De provincie Groningen heeft een ontheffing verleend aan waterschap Hunze en Aa’s voor het doden van een bever in de stad Groningen. Dat is inmiddels gebeurd, maakte de provincie dinsdagmiddag bekend. De groeiende populatie zorgt volgens het provinciebestuur inmiddels voor te veel problemen bij de water- en verkeersveiligheid.
Omdat bevers in Nederland een beschermde diersoort zijn, mogen zie niet zomaar worden afgemaakt. Vangen en afmaken mag alleen als bijvoorbeeld de waterveiligheid in het geding is en er geen andere opties zijn om de bever te verplaatsen. Volgens de provincie was het vangen en verplaatsen van bevers tot nu toe de oplossing om overlastgevende bevers aan te pakken.
Maar daarbij wordt daarbij ook gekeken of er genoeg ruimte blijft voor de natuurlijke groei van bevers in een gebied, aldus het provinciebestuur. Die ruimte is er volgens het provinciaal college nu niet meer, schrijft het dinsdagmiddag: “Daarom hebben we nu helaas een bever moeten doden om risico’s op overlast te beperken.”

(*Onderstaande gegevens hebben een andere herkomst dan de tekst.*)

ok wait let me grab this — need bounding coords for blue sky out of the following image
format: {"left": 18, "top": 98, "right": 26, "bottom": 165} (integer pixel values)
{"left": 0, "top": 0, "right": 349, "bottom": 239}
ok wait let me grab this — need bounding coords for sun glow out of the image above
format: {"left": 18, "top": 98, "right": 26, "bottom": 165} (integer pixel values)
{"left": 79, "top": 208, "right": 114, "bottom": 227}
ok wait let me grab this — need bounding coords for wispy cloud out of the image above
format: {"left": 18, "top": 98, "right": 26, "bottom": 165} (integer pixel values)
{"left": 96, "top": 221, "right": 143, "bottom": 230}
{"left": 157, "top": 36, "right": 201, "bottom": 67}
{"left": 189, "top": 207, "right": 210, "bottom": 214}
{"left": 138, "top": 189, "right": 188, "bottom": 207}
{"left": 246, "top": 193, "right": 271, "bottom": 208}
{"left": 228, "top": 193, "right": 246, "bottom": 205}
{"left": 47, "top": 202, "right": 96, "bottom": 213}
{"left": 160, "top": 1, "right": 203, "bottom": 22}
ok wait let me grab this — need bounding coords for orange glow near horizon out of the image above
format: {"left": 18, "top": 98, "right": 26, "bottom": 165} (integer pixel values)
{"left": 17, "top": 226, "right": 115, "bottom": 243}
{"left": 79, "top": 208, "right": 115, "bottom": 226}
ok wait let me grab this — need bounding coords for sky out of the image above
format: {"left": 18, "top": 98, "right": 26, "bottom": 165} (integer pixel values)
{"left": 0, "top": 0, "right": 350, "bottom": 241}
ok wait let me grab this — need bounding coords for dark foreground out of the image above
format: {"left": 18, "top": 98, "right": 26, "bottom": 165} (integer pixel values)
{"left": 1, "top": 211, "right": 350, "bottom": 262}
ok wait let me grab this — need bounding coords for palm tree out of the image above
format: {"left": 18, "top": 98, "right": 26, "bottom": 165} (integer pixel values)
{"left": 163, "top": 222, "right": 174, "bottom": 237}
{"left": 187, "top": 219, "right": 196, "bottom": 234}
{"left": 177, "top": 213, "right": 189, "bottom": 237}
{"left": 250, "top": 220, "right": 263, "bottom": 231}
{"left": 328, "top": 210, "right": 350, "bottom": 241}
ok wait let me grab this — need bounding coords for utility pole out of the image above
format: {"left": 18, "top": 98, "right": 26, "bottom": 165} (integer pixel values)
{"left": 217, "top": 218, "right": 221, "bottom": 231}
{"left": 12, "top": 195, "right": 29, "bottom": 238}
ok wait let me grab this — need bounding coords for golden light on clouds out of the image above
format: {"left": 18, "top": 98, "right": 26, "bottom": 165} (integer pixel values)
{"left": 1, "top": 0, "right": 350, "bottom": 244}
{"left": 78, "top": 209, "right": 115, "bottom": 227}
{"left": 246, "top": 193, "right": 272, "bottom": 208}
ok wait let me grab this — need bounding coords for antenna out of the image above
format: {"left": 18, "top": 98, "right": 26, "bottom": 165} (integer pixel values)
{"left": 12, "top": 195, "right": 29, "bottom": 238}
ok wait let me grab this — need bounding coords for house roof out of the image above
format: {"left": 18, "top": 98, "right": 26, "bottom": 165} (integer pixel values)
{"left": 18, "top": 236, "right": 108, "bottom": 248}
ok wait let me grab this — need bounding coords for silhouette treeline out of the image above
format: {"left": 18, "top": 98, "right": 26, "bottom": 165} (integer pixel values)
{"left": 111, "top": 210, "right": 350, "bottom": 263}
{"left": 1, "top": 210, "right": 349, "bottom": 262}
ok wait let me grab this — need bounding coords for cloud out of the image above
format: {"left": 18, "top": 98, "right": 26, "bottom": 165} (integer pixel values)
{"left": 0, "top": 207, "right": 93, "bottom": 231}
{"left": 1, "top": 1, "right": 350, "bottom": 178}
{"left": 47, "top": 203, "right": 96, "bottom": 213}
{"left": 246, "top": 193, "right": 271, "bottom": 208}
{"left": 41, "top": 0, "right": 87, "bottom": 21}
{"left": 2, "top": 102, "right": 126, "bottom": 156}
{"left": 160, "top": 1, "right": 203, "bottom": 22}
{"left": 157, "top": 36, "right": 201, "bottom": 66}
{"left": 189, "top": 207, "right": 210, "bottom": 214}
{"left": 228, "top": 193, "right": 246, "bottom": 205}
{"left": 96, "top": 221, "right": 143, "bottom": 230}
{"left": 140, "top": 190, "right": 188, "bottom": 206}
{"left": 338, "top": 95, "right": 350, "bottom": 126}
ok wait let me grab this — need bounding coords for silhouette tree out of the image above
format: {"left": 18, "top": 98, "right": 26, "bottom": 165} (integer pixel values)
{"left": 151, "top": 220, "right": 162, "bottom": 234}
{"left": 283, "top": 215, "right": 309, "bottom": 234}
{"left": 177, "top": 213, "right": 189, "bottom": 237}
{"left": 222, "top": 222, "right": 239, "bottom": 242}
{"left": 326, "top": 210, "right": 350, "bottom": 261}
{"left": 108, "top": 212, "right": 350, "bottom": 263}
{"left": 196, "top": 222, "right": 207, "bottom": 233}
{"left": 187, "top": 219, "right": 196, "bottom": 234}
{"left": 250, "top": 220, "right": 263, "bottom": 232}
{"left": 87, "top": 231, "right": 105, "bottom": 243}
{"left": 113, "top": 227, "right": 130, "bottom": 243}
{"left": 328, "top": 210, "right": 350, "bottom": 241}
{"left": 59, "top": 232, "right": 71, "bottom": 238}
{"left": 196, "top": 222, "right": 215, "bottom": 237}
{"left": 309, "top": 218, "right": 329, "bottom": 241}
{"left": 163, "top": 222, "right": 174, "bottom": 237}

Bevers zorgen soms voor overlast, omdat ze grote en diepe gaten en gangen in dijken graven en dammen bouwen. Daardoor kunnen fietspaden, wegen en het spoor verzakken. Ook kunnen laaggelegen (landbouw)gebieden verzakken door het gedrag van bevers.
De provincie schat in dat er in Groningen en Drenthe nu zo’n 520 bevers leven. Het provinciebestuur stelt dat de nu verleende ontheffing het mogelijk maakt om de beverpopulatie te beheren.